Alors comme l’email le réseau social va disparaitre sous sa forme actuelle mais ses principes vont rester, intégrés dans des outils à  vocation beaucoup plus large qui réconcilient et rassemblent les sources d’information, leurs émetteurs et destinataires, et rendent possibles les modes d’intéractions et de travail les plus divers.

Tout simplement parce que sous sa forme actuelle, focalisée sur le networking et les conversations hors flux de travail le réseau social a montré tout son potentiel mais également toutes ses limites et incarne une vision idéalisée mais incomplète et biaisée du travail même si elle préfigure une partie de l’avenir.

Aujourd’hui un projet poste de travail nécessite bien sur l’intégration d’un réseau social mais également de nombreux autres composants pas nécessairement conçu pour, ce qui est une tche complexe. Demain des outils proposeront un nombre croissants de fonctions socialisées en interne, intégreront ce qui fut l’email, les alertes métiers, les conversations « sociales » et communautaires et proposeront des connecteurs pour le reste. Idem pour les outils métier qui se socialiseront en tant que tel sans avoir besoin d’une surcouche ad hoc.
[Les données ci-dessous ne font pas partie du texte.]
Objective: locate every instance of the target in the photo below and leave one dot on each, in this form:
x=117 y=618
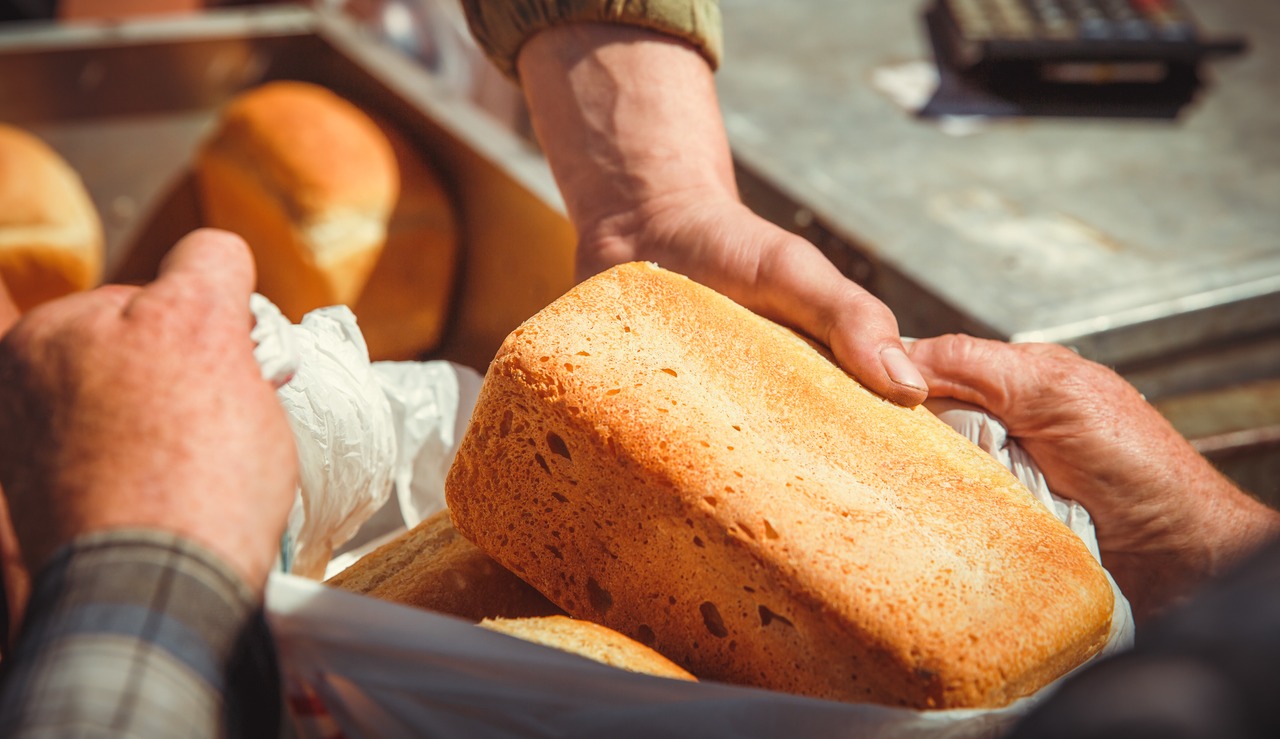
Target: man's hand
x=1166 y=520
x=631 y=127
x=144 y=407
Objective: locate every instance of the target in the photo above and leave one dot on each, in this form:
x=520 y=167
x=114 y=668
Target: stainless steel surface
x=127 y=104
x=1136 y=241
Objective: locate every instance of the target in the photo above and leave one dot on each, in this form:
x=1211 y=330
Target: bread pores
x=654 y=457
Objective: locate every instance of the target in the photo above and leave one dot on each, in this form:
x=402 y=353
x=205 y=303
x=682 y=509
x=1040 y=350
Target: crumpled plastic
x=362 y=429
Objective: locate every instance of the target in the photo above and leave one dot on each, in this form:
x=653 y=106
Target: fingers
x=864 y=338
x=967 y=369
x=1006 y=379
x=860 y=329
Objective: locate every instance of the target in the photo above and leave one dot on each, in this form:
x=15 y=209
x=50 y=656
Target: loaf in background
x=50 y=235
x=310 y=182
x=432 y=566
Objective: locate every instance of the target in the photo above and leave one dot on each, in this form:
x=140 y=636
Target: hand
x=8 y=310
x=632 y=131
x=144 y=407
x=1166 y=520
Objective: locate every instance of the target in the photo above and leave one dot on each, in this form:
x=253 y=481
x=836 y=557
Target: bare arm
x=632 y=129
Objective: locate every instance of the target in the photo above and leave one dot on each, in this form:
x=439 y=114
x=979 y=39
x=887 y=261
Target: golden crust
x=590 y=641
x=432 y=566
x=310 y=147
x=50 y=235
x=657 y=459
x=310 y=182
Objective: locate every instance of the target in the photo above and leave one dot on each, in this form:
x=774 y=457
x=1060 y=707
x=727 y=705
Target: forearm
x=141 y=633
x=604 y=103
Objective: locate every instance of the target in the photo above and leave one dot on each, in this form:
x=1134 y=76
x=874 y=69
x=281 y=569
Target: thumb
x=978 y=372
x=208 y=265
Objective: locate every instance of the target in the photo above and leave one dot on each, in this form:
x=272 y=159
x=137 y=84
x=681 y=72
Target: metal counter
x=1148 y=245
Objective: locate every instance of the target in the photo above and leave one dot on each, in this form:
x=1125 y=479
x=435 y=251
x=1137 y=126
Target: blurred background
x=1098 y=174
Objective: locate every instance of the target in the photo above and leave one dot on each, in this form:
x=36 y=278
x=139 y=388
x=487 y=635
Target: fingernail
x=900 y=368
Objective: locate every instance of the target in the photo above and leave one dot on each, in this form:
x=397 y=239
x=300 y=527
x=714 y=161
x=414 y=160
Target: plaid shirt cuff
x=145 y=634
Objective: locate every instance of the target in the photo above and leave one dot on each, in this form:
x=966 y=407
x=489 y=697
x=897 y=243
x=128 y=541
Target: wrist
x=629 y=122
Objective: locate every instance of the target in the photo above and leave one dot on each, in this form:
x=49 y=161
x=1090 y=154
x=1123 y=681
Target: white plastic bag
x=361 y=429
x=359 y=667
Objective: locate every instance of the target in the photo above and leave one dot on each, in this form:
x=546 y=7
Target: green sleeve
x=502 y=26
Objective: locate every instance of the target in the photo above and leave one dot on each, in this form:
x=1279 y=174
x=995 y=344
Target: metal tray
x=127 y=104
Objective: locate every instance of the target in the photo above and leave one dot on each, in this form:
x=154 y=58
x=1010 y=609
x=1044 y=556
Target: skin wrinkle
x=1166 y=520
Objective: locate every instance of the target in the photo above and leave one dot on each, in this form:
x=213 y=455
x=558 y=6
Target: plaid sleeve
x=141 y=634
x=501 y=27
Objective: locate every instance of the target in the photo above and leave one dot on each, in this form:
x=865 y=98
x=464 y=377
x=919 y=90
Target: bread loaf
x=310 y=182
x=405 y=306
x=657 y=459
x=432 y=566
x=50 y=233
x=590 y=641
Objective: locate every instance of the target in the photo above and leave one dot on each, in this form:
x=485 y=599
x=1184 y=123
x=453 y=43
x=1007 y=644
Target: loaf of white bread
x=432 y=566
x=50 y=233
x=592 y=641
x=659 y=460
x=309 y=181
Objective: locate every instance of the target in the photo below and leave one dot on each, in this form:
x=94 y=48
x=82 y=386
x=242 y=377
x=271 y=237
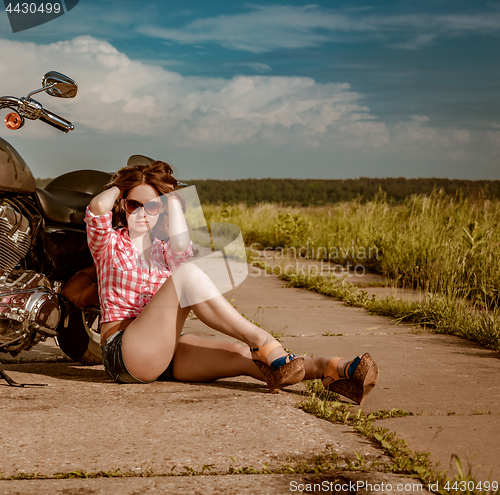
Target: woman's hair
x=158 y=175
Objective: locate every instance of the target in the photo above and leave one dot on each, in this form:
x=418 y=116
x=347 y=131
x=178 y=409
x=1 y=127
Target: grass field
x=433 y=242
x=446 y=246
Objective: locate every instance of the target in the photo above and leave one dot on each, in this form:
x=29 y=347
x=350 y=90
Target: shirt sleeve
x=173 y=259
x=99 y=231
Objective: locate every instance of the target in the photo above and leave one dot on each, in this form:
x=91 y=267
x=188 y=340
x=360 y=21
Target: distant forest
x=317 y=192
x=313 y=192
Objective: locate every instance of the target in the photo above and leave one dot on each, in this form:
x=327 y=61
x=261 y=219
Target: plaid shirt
x=125 y=281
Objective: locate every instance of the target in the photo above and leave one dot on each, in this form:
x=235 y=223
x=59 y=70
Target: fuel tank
x=15 y=175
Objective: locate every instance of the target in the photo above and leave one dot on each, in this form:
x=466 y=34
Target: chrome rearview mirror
x=57 y=84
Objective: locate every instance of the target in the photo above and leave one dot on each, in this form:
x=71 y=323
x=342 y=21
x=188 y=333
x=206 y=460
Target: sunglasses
x=132 y=206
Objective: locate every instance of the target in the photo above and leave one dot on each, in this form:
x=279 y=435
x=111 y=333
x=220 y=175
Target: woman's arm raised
x=103 y=202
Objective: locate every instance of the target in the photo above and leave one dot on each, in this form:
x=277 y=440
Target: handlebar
x=56 y=121
x=46 y=116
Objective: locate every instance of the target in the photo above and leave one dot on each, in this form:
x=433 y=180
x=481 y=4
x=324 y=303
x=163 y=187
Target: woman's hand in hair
x=104 y=202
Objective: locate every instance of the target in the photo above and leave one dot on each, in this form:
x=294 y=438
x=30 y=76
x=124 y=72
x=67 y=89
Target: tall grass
x=435 y=242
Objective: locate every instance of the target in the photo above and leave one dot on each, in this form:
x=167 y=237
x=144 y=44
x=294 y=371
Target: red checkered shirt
x=125 y=281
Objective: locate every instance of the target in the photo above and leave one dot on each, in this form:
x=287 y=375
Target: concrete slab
x=83 y=421
x=342 y=483
x=475 y=439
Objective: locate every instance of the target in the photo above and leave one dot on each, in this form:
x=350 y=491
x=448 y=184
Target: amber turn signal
x=14 y=121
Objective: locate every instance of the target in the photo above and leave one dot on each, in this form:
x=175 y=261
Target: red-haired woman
x=142 y=319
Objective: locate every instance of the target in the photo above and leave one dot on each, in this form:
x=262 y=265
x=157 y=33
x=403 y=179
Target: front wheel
x=79 y=336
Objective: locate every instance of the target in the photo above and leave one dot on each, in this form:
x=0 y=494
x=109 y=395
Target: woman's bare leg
x=199 y=359
x=150 y=341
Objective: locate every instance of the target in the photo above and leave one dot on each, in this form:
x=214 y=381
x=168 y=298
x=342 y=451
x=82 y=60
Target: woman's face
x=142 y=221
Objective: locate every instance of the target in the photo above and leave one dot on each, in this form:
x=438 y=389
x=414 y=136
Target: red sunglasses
x=152 y=207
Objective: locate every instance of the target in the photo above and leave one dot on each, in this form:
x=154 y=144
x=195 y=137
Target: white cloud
x=117 y=94
x=265 y=28
x=123 y=98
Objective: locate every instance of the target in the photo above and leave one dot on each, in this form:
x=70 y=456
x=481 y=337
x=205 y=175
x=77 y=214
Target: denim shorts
x=115 y=366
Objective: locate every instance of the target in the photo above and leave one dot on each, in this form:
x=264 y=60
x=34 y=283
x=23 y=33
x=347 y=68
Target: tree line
x=316 y=192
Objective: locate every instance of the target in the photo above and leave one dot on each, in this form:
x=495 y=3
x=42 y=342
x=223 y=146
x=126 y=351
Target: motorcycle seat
x=65 y=198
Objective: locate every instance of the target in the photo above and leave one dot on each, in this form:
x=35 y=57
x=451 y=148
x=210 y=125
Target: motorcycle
x=43 y=241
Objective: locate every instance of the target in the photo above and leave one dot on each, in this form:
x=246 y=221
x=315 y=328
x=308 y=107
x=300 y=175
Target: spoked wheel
x=79 y=336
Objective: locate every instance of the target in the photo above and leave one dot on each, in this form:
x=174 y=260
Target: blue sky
x=266 y=89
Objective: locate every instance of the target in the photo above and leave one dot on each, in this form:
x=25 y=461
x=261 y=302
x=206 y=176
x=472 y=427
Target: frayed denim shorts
x=115 y=366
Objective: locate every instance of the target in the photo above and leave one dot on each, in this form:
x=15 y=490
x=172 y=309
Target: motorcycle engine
x=29 y=310
x=15 y=238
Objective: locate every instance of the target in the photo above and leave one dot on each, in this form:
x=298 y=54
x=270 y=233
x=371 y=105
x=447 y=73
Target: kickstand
x=13 y=383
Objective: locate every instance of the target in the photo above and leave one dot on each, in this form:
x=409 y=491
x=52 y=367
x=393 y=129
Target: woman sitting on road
x=142 y=318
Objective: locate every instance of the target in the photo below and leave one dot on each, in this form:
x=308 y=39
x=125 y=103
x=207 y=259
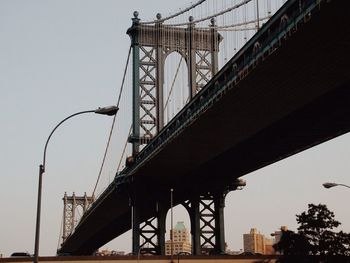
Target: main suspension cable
x=174 y=15
x=113 y=122
x=212 y=16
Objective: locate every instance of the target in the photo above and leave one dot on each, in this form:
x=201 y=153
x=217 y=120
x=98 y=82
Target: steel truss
x=71 y=205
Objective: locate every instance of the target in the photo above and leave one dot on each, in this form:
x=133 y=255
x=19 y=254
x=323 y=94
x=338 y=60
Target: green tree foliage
x=315 y=236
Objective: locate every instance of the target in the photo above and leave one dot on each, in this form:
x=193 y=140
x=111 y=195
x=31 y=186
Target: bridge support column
x=148 y=237
x=207 y=223
x=135 y=214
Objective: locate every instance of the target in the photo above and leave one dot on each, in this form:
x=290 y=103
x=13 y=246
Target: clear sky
x=58 y=57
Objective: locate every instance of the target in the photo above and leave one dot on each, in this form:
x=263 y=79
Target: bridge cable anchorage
x=212 y=16
x=113 y=123
x=161 y=20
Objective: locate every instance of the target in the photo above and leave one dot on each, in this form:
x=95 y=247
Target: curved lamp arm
x=110 y=111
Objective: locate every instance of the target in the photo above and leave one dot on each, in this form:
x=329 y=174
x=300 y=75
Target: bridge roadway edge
x=315 y=111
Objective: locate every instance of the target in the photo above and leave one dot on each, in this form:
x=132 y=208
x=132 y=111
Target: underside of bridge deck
x=298 y=97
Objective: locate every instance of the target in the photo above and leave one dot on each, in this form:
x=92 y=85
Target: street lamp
x=329 y=185
x=110 y=111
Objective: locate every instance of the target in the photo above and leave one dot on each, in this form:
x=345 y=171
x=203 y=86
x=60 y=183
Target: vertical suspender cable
x=113 y=122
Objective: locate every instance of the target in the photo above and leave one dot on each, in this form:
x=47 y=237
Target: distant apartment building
x=277 y=234
x=181 y=240
x=254 y=242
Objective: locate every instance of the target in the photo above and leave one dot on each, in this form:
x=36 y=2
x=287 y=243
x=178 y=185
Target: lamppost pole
x=110 y=111
x=172 y=226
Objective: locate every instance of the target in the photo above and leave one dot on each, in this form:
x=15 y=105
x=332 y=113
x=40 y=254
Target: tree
x=315 y=235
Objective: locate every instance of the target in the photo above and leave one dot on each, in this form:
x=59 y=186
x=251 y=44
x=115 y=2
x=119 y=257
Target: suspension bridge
x=209 y=94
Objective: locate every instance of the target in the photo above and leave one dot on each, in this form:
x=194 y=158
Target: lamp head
x=109 y=110
x=329 y=185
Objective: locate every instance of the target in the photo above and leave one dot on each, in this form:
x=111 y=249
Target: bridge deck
x=294 y=98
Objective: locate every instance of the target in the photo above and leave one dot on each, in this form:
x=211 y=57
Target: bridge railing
x=265 y=42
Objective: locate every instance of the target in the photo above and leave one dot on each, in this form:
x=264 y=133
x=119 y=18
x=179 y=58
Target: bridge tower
x=198 y=47
x=70 y=209
x=151 y=44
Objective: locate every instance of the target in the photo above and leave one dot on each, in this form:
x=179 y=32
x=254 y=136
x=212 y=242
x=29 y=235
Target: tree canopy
x=315 y=235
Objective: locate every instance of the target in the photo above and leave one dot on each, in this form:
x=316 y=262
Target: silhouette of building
x=254 y=242
x=277 y=234
x=181 y=240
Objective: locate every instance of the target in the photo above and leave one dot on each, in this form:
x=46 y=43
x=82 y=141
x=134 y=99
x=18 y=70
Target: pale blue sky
x=58 y=57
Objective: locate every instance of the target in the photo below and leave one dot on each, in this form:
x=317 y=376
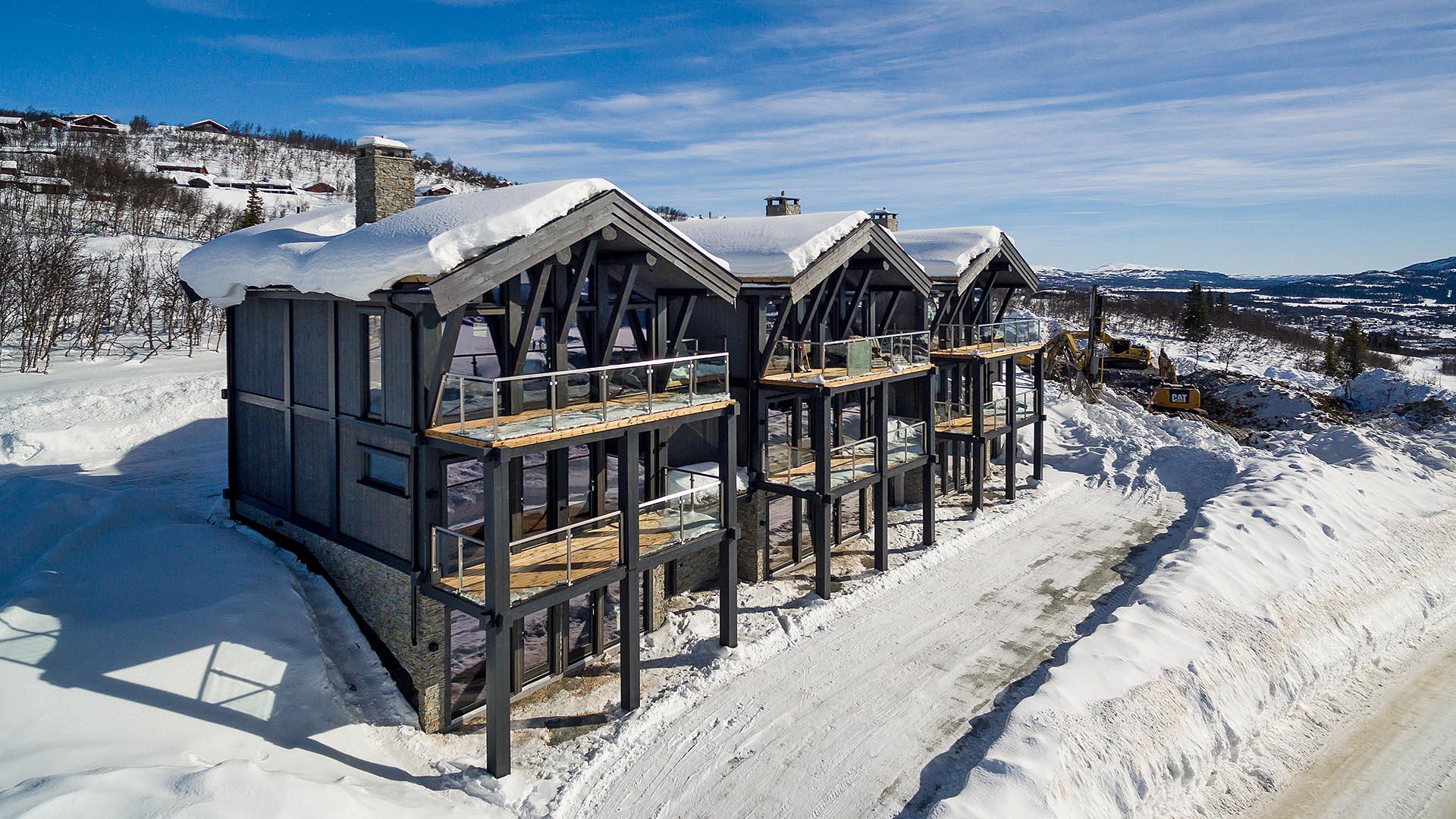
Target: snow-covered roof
x=946 y=253
x=322 y=251
x=772 y=246
x=379 y=142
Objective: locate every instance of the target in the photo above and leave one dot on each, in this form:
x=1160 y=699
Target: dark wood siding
x=262 y=325
x=310 y=353
x=378 y=518
x=262 y=455
x=315 y=483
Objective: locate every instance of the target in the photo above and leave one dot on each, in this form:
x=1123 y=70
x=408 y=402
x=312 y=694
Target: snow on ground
x=1168 y=624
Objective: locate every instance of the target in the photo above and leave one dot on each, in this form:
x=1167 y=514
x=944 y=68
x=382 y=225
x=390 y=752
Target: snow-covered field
x=1168 y=626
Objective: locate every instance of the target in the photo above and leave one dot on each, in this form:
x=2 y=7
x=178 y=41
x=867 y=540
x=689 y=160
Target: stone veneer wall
x=383 y=183
x=381 y=596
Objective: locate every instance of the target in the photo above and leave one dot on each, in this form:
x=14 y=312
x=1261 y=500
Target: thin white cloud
x=221 y=9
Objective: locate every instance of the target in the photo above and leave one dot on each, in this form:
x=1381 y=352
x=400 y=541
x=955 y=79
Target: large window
x=373 y=327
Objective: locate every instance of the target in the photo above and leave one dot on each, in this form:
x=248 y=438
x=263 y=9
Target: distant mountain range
x=1414 y=302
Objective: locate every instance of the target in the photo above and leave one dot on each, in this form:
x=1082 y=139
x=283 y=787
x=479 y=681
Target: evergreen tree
x=1331 y=365
x=1196 y=322
x=1353 y=349
x=254 y=213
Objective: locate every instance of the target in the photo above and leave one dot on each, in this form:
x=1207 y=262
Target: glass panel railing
x=538 y=403
x=849 y=463
x=990 y=337
x=824 y=362
x=906 y=441
x=682 y=515
x=565 y=556
x=788 y=464
x=457 y=563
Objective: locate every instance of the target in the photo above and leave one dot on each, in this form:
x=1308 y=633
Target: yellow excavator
x=1081 y=359
x=1172 y=397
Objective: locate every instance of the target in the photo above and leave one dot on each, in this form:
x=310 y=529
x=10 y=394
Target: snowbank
x=322 y=251
x=1302 y=577
x=944 y=253
x=770 y=246
x=1379 y=390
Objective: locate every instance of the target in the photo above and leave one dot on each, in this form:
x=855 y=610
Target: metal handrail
x=554 y=382
x=549 y=538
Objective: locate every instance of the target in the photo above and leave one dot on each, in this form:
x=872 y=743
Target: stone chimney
x=383 y=178
x=781 y=206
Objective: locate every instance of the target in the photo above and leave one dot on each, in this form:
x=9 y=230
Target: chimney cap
x=379 y=142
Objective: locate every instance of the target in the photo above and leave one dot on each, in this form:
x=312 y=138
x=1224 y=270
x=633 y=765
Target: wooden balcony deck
x=839 y=376
x=989 y=350
x=571 y=422
x=542 y=569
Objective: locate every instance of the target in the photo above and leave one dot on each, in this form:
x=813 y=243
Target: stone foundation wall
x=381 y=596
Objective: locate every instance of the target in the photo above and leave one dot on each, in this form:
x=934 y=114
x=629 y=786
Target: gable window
x=384 y=469
x=373 y=330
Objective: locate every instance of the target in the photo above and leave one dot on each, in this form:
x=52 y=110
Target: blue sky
x=1250 y=137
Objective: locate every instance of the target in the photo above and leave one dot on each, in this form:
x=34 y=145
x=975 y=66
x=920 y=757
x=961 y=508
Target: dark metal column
x=1011 y=433
x=1038 y=436
x=979 y=430
x=497 y=535
x=928 y=471
x=821 y=502
x=728 y=550
x=631 y=613
x=881 y=404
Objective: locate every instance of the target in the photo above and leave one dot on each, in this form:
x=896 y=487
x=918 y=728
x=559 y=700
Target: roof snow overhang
x=620 y=224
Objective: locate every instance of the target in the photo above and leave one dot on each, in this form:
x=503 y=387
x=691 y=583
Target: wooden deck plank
x=839 y=376
x=450 y=431
x=987 y=350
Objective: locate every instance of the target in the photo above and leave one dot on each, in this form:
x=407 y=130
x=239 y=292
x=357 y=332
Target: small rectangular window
x=375 y=365
x=386 y=469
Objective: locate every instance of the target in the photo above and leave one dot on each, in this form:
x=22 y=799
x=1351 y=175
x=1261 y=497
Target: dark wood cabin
x=983 y=400
x=829 y=349
x=495 y=465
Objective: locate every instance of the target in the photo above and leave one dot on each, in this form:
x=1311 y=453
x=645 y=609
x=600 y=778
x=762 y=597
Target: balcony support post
x=497 y=537
x=631 y=613
x=1011 y=422
x=821 y=502
x=928 y=469
x=881 y=406
x=979 y=441
x=1038 y=436
x=728 y=550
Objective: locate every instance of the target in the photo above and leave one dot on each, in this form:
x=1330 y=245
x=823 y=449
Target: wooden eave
x=677 y=257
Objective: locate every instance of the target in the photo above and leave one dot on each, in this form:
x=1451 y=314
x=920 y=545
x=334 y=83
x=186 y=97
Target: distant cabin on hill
x=181 y=167
x=93 y=123
x=207 y=127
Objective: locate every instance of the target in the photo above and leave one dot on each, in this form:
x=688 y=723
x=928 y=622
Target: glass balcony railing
x=457 y=563
x=823 y=362
x=565 y=556
x=995 y=413
x=989 y=337
x=906 y=441
x=682 y=515
x=795 y=465
x=494 y=409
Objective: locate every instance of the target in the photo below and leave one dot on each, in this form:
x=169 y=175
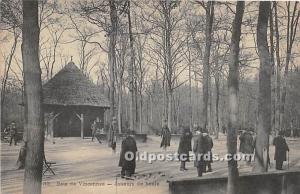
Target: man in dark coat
x=281 y=148
x=13 y=133
x=112 y=140
x=209 y=145
x=199 y=151
x=246 y=142
x=165 y=136
x=22 y=156
x=128 y=156
x=185 y=146
x=93 y=129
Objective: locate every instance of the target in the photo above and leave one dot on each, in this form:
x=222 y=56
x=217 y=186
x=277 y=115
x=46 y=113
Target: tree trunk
x=170 y=103
x=273 y=84
x=33 y=99
x=291 y=31
x=190 y=98
x=233 y=88
x=131 y=73
x=217 y=83
x=5 y=76
x=264 y=96
x=278 y=66
x=112 y=55
x=206 y=65
x=120 y=107
x=141 y=112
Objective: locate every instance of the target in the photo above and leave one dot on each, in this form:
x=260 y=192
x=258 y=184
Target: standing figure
x=247 y=143
x=128 y=155
x=281 y=148
x=199 y=151
x=209 y=145
x=165 y=136
x=13 y=133
x=112 y=140
x=22 y=156
x=93 y=129
x=185 y=146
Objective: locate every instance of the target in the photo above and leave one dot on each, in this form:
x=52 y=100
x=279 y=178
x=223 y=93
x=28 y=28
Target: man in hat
x=185 y=146
x=199 y=151
x=112 y=134
x=128 y=155
x=281 y=148
x=13 y=133
x=247 y=143
x=93 y=129
x=165 y=135
x=208 y=147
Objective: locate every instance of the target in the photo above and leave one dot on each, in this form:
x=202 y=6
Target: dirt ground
x=83 y=166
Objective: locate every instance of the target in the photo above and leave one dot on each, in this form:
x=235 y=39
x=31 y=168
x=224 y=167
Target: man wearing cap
x=281 y=148
x=185 y=146
x=199 y=151
x=165 y=136
x=128 y=155
x=13 y=133
x=112 y=141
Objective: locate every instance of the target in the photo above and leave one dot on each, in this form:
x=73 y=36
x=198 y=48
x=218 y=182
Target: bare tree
x=292 y=26
x=209 y=11
x=264 y=98
x=233 y=88
x=33 y=99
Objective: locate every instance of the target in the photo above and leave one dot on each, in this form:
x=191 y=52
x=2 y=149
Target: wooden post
x=81 y=126
x=51 y=119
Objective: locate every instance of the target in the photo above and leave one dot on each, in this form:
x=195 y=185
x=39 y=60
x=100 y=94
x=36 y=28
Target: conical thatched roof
x=70 y=87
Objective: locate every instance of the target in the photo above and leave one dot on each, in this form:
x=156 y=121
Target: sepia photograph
x=149 y=96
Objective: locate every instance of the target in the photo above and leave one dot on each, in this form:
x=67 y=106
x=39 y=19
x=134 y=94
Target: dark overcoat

Le réseau social va donc devenir ce qu’il aurait du être dès le début si on ne l’avait pas conçu « contre » l’existant.

Comme je le disais déjà  ici le futur du poste de travail est social et le réseau n’en sera qu’une partie. La question est de savoir qui gagnera la bataille du front-end : la plateforme sociale qui aspirera les activités métier ou les plateformes métier qui aspireront le communautaire comme une activité périphérique. L’avenir le dira.

En tout cas une chose est certaine : arrêtons de prédire la mort de tel ou tel outil. Essayons plutôt de comprendre leurs mutations à  venir.